Ill. A.G. Warns Residents to Guard Against Home Repair Fraud Following Storms

April 27, 2004

With the first spring storms and tornadoes of the season having shown their dangerous and destructive strength recently, Illinois Attorney General Lisa Madigan has warned homeowners and businesses to protect themselves from repair scam artists eager to make money after a natural disaster.

Madigan also offered her condolences to the families of the victims of the recent tornadoes in northern Illinois.

“First and foremost, our prayers go out to the families of the victims of this week’s storm, which tragically ended the lives of eight Illinoisans and left at least four counties in disastrous condition,” Madigan said. “As residents in those areas begin to regroup and deal with the losses, I urge consumers and businesses to be on the lookout for con artists who try to turn someone else’s disaster into their dollars by cheating people on repairs and reconstruction.”

Madigan urged consumers and business owners to do their homework before contracting to have damaged or destroyed property rebuilt and not to rush in to contractual agreements or make large down payments. Madigan said consumers should quickly alert both her office and local law enforcement if suspicious “storm chasers” begin soliciting business in the area.

Warning of the possibility of dramatic increases in the price of materials and supplies needed to rebuild, Madigan urged consumers to be on the watch for and alert her office to instances of price gouging.

Madigan’s Consumer Fraud Bureau offered the following tips to help protect individuals and companies from being duped by dishonest contractors:

* Be wary of door-to-door solicitors; many home repair con artists are transients who move quickly into a troubled area; ask for recommendations from people you know and trust; whenever possible, use established local contractors.
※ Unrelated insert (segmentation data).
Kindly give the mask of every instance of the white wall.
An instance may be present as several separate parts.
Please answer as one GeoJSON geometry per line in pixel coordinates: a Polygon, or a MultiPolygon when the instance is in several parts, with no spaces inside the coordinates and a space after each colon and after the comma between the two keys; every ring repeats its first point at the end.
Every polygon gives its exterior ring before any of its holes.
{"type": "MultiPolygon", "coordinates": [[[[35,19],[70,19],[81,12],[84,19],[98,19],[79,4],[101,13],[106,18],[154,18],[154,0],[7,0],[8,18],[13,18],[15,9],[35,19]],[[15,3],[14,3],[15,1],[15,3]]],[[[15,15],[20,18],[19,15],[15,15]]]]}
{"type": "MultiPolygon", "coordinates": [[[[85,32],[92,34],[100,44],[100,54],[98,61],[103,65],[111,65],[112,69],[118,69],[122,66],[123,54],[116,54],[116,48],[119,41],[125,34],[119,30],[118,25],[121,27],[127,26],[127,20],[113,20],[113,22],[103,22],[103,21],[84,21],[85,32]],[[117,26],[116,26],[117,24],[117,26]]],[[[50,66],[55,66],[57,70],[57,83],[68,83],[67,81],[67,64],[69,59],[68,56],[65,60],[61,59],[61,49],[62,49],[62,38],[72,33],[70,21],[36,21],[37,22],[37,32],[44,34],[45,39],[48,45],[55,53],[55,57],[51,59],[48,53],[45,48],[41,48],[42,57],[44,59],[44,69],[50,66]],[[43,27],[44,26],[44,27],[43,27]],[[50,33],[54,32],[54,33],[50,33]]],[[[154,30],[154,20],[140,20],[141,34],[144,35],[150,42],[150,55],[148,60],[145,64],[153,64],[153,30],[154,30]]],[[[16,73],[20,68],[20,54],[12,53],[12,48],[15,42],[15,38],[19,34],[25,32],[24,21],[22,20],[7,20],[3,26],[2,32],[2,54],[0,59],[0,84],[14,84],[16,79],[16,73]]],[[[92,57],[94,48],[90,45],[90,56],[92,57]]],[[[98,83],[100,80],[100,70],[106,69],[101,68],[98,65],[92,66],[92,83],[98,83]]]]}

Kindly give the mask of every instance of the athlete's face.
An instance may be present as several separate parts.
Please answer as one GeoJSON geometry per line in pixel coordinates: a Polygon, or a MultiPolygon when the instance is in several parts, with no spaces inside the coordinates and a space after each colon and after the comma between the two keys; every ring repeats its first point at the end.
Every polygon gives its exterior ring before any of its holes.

* Ask to see any required state or local permits or licenses. Remember that public insurance adjusters must be licensed by the Department of Insurance and roofers must be licensed by the Department of Professional Regulation.

* Shop around for the best deal; get written estimates from several contractors; don’t allow a salesperson to rush you into a deal.

* Get all terms of a contract in writing; obtain a copy of the signed contract and never make full payment until all work has been completed to your satisfaction.

* Be aware that you have the right to cancel within three business days if you sign a contract based on a salesman who comes to the home.

* Do not pay in cash.

Madigan reminded consumers that the Home Repair and Remodeling Act, signed into law in 2000, requires contractors to furnish customers with written contracts for any repair or remodeling work costing more than $1,000. A contract must be signed by both the customer and the contractor.

The law also requires contractors to carry at least minimum amounts of insurance for property damage, bodily injury and improper home repair. Contractors also must provide consumers with an informational pamphlet entitled “Home Repair: Know Your Consumer Rights.”